The Spartan automaton pulled the spear back with economical grace, turned its head, and the red eyes blazed at Jess from a distance of only an arm’s length away. This was no sphinx, no lion; it was in the form of a man, muscled and lean. Upright.

It slammed its left forearm toward him, and Jess ducked. He didn’t quite move fast enough, and the blow that grazed the top of his head made
the world go soft and strange. Not pain, exactly, but he knew it was there somewhere, floating like a cloud that hadn’t quite rained yet.

“Jess!” Morgan’s scream pierced the fog like the Lighthouse’s focused beam, and he scrambled out of the way as the Spartan thrust down again. The spear tore through the leg of his uniform trousers and grazed his flesh; he felt skin part, but again, no pain. The spear’s tip was too sharp to hurt, like a Medica’s scalpel. He was seconds from dying and he knew it. All he could do was scramble and try to estimate where an engineer, a
good
engineer like Thomas, would have placed the safety switch for this particular design. He didn’t know. It looked like a man, taller and broader and faster than a man. The face under the Spartan helmet was unmoving, as uncaring as any beast.
It won’t bite, at least,
he thought. The mouth was half-hidden under the helmet . . .

The helmet?
No, too high up. He’d never reach it. If he tried any approach from the front, he’d be killed before he could even try a switch, if one even existed in a spot he could find.

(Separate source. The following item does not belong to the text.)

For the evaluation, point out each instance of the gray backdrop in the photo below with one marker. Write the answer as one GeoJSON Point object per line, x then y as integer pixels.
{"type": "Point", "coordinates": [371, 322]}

He was going to die. Maybe he’d known that from the first moment he’d seen the Spartan automaton on the High Garda grounds. He remembered feeling a shiver of premonition about it.

His brain was racing like a river in full flood, uncontrollable in its search for some way to survive. It directed his body without conscious thought, rolling, diving, scrambling on all fours like a crab, and when the Spartan lifted one sandaled foot to crush him, he remembered something.

Something from a favorite book he’d read a dozen times as a child.
Talos, the bronze titan who fought Jason and his men aboard the
Argo
. A metal man who could not be hurt, could not be defeated.

Talos had been stopped by the removal of a plug at his heel, which had drained away the vital fluid that moved him. So the story went.

The engineers who’d designed the Spartan had read the same stories, dreamed the same dreams.

Jess hit the ground behind the Spartan and reached out blindly for the
backs of the statue’s legs with both hands, sliding fingers down the unnaturally warm bronze. It twisted around, shifting position to spear him like a fish. He saw the head tilting down toward him. The spear lifting.